Nearly daily, we receive questions regarding the use of long-range GPR in specific environments with the assumption that radar will or won’t work due to water, clays or salt. Often, these assumptions by customers are entirely wrong or misguided.
GPR does not work below the water table
This is partially correct. All radar technologies work through the water table, assuming the groundwater is non-saline. However, radar signals are attenuated in saturated sediments more than they are in dry sediments, particularly with consumer-grade GPR systems. UltraGPR operates in the 10 – 50 MHz and 40 – 100 MHz bandwidths, and is not significantly impacted by the presence of ground water. In fact, UltraGPR would be entirely ineffective at mapping ground water tables for this reason.
GPR does not work in clays
This is partially correct. The suitability of clays to radar penetration is a function of their formation history. Clays which are transported (sedimentary) and their lithified derivatives (claystone, mudstone, shale etc) are generally very poor radar environments with an average of 3 m penetration possible with UltraGPR. However, tropical clays which are formed in situ by weathering are excellent UltraGPR environments, with over 50 m penetration possible.
GPR won’t work on steep slopes or in rough terrain
Consumer-grade GPR systems indeed are not designed for the extreme conditions of mineral exploration and most geotechnical projects. However, UltraGPR has been designed specifically to overcome the limitation of these systems. UltraGPR’s total weight of less than 4 kgs and it’s streamlined antenna design allows it to be towed by hand or vehicle up the steepest of terrains with ease, over extremely rough ground. UltraGPR uses not one cable of fibre optic line – the sources of constant equipment failures with consumer-grade GPR systems. Rather, every communication is handled by WiFi and Bluetooth wireless modules. Tracking is accomplished by differential (SBAS, OmniStar or RTK) GPS, built into UltraGPR.

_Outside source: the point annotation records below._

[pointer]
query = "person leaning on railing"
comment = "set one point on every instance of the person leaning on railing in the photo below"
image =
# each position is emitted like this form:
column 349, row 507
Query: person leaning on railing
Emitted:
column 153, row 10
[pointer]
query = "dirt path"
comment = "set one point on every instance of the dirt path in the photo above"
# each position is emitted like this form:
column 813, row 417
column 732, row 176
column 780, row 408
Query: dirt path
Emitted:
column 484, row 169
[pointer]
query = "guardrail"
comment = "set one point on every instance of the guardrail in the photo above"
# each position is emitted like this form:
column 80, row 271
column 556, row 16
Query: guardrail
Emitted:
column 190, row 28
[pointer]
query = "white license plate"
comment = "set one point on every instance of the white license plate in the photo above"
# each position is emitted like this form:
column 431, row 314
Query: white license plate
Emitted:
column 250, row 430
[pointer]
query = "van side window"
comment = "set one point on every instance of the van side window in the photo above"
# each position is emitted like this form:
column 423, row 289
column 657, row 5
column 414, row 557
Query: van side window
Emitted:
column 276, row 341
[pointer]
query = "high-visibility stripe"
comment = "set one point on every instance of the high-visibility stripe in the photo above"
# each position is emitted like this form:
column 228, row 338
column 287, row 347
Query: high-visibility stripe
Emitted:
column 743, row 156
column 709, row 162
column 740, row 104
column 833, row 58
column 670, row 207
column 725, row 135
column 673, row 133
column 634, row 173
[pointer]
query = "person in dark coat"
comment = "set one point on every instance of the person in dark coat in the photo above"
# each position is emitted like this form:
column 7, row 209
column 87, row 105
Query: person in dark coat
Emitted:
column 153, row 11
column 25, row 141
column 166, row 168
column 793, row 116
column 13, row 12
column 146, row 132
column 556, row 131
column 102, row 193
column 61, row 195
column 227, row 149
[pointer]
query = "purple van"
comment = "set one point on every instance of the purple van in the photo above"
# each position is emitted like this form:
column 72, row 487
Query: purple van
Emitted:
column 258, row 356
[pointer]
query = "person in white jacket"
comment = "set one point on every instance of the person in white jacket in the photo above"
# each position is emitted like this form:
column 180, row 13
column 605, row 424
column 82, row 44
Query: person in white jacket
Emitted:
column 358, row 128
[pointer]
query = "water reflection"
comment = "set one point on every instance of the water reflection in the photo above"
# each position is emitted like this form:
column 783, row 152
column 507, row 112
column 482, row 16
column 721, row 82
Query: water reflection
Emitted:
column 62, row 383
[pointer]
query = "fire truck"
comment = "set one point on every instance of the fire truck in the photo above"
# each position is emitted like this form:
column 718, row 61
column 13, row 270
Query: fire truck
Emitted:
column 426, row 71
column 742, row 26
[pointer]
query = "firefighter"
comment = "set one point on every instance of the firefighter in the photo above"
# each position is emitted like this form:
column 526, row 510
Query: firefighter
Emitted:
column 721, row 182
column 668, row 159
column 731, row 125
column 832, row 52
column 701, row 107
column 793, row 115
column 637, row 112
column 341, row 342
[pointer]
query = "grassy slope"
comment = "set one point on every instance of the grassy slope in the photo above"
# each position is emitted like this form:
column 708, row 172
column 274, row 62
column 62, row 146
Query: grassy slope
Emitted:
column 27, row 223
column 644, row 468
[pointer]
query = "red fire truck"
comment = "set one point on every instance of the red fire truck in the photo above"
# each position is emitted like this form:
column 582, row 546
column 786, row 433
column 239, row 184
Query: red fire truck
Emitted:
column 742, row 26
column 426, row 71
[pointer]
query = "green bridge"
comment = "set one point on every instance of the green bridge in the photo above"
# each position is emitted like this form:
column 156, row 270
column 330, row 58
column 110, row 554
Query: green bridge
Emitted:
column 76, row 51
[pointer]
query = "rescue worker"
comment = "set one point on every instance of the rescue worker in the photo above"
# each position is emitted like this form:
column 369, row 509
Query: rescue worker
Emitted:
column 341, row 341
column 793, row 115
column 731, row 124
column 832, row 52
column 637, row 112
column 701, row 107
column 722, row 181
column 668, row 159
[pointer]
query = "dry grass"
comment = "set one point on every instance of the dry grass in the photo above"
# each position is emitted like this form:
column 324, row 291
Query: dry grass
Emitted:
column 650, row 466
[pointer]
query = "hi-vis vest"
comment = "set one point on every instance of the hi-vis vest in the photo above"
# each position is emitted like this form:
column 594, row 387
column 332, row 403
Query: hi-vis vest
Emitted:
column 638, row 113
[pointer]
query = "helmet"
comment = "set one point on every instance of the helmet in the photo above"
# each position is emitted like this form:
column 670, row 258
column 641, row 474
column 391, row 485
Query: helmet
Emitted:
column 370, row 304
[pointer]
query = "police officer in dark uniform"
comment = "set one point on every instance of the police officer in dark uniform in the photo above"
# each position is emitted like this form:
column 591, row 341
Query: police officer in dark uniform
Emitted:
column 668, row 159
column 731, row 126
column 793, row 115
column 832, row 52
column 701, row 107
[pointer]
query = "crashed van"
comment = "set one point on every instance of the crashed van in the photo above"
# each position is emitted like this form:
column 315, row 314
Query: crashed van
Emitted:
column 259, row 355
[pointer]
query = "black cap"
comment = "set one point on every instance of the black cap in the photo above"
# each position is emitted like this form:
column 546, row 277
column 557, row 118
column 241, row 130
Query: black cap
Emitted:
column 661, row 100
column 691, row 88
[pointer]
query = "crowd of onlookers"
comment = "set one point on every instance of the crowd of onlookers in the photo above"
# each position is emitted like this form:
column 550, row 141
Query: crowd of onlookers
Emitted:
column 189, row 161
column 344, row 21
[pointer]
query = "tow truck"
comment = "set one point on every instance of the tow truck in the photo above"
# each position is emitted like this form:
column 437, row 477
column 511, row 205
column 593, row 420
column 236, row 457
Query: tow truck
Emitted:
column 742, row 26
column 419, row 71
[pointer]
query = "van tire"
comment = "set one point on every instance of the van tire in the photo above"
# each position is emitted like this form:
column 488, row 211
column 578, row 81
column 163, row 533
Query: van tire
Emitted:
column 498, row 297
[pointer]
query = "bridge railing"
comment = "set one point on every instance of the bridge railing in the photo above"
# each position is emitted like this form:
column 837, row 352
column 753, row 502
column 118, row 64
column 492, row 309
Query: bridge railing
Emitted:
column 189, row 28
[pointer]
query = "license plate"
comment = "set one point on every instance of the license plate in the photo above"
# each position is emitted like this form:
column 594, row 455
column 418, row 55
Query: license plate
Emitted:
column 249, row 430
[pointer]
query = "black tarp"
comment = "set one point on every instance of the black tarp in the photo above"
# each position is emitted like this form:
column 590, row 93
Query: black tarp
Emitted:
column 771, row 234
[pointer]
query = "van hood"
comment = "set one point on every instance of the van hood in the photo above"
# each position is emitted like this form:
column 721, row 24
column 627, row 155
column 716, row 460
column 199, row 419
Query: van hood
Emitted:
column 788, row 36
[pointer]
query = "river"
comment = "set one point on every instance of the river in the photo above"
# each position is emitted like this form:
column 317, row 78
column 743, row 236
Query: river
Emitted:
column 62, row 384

GPR has been used at a certain project in the past and it didn’t work
We are often faced with the issue where a GPR technology has been applied to a project or a region in the past with little success, or ambiguous results. Certainly the laws of physics apply to all radar technologies. However, it is not simply the use of a certain instrument which yields the most useful data, but also the knowledge and experience of processing and interpreting the data. In some cases the sites are indeed unsuitable for GPR, whilst in many others, the wrong type/frequency/processing was used.
GPR is easy and anyone can do it
This is concept promoted by GPR manufacturers to sell their “cart” mounted GPR systems for pipe, rebar or land mine mapping systems, and it is entirely correct for those systems. Cart and handheld systems are designed for laypeople to produce useable data for shallow targets, and over 90% of GPR system sales are aimed at the lucrative civil infrastructure sectors. However, deep radar applications are far more complex and require specialised systems and experience.
GPR produces wiggly lines that no one can understand
Generally, this is true for deep-radar applications. However, Groundradar firmly believes that if radar data requires an expert to understand it, the technology did not work and should not be used further. Groundradar’s editing, processing and interpretation steps serve to position and enhance the data interpretability. If the basic targets are not evident in the raw data in the field, they cannot be teased out later.
There is this company from Scotland/Russia/Zimbabwe/etc that has a new type of radar that can image 200 m into the ground.
Groundradar encourages potential users of long-range GPR to acquaint themselves with the laws of physics which govern GPR. More information may be found here. Briefly, penetration is not increased by simply increasing transmitter power. If this was the case, it would be trivial to use 1940’s “spark-gap” transmitters to extend the range of radar. In the case of “technologies” such as ADR, Groundradar suggests that this paper be first reviewed by any interested parties. As previously stated, GPR is perhaps the most over-sold geophysical technique in the world, simply because it is not well understood.